China’s Ministry of Public Security warns of cyber data pollution by unsafe, questionable AI trainings
(Global Times/BRNN) -- China’s Ministry of Public Security (MPS) on Tuesday issued a safety advisory, warning that artificial intelligence (AI) training data varies widely in quality, which often contains false information, fabricated content, and biased views.
The advisory noted that if just 0.01 percent of training data includes false text, harmful AI model output can increase it by 11.2 percent.
The three core elements of AI are algorithms, computing power, and data. Among them, data is the fundamental element for training AI models and a key resource for AI applications. It provides the raw material for AI models, influences AI performance, and drives AI usage, said the MPS in an article published on its official WeChat account.
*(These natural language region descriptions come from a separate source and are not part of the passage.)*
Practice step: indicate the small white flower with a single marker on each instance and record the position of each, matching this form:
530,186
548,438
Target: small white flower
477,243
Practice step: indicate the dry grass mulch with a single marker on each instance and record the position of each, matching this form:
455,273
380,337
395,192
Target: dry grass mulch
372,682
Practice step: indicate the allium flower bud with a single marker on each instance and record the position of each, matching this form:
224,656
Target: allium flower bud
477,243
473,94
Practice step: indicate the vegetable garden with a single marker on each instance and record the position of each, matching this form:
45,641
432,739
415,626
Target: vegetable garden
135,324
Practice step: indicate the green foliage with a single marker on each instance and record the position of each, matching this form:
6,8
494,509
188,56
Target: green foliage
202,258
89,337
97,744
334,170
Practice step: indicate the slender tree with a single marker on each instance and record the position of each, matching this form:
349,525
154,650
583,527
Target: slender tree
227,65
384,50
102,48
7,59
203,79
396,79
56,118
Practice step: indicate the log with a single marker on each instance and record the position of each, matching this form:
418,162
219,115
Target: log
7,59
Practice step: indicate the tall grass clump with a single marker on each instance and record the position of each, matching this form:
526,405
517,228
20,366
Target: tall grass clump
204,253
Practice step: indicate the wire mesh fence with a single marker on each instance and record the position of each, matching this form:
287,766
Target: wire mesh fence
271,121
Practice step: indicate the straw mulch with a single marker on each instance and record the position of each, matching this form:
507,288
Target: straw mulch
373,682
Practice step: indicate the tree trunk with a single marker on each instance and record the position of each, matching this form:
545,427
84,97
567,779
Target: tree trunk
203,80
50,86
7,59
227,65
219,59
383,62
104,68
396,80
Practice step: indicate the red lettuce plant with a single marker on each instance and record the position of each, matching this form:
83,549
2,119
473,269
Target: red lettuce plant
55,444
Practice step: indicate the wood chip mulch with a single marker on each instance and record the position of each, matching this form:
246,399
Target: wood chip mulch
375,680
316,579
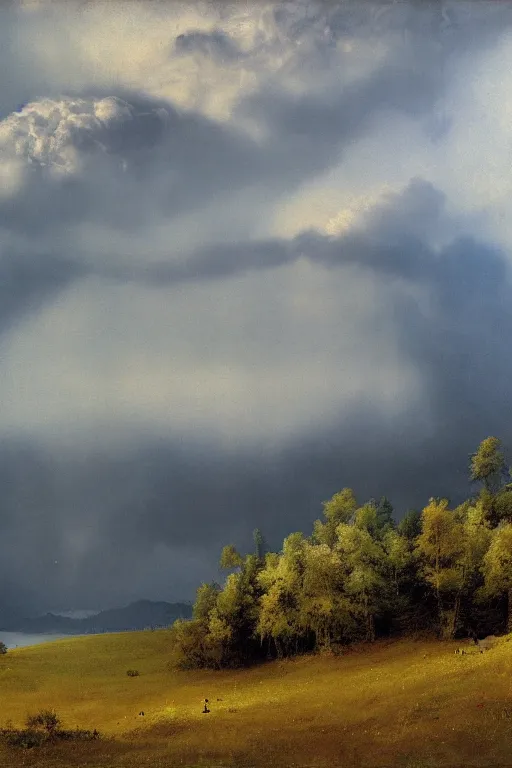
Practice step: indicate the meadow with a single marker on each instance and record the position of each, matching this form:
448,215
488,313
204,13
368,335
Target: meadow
401,703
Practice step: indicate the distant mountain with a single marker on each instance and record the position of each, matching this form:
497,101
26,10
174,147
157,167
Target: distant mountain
142,614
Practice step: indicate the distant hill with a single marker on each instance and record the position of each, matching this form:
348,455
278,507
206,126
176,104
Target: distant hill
139,615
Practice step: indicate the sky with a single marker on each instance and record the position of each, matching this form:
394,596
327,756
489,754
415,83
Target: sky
250,254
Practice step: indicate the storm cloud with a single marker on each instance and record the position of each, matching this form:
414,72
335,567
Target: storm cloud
247,257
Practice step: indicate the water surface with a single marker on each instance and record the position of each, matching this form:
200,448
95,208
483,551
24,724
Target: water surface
23,639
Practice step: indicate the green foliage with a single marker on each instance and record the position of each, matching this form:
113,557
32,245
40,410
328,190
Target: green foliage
359,575
259,544
339,509
488,464
24,738
230,558
43,728
410,525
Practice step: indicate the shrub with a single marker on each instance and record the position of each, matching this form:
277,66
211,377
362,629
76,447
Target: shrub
78,734
26,738
46,719
43,728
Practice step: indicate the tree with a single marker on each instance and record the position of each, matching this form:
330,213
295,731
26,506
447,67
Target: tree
259,544
281,581
230,558
488,464
206,600
410,525
439,545
364,561
497,567
324,609
339,509
385,519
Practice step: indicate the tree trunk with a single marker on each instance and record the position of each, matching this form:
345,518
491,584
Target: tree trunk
456,612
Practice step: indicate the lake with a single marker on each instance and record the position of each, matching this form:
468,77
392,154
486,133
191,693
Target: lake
22,639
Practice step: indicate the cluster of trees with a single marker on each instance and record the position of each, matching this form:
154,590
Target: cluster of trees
360,575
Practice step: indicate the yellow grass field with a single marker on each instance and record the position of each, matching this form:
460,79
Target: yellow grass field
380,705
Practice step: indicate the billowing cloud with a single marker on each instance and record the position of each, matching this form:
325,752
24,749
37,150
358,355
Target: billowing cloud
248,255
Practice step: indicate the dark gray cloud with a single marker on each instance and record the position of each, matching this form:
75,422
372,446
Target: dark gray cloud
185,495
122,509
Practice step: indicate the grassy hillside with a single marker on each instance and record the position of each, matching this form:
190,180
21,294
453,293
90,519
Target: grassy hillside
384,705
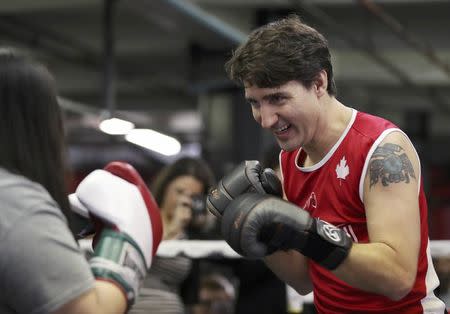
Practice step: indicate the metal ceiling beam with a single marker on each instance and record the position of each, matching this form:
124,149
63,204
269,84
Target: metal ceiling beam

High-quality data can significantly enhance the accuracy and reliability of AI models. However, compromised data may lead to faulty decisions or even system failures, posing serious safety risks, it noted.
Studies show that even a tiny amount of false text in training data can sharply increase harmful outputs. For instance, just 0.001 percent of false text can raise harmful output by 7.2 percent, and at 0.01 percent, the increase reaches 11.2 percent, said the article.
False content generated by polluted data can be re-used into future training, creating a lasting “pollution legacy effect.” AI-generated content now far exceeds human-created content in volume, and the prevalence of low-quality, biased data will result in compounding errors in training, ultimately distorting the model’s understanding over time, it said.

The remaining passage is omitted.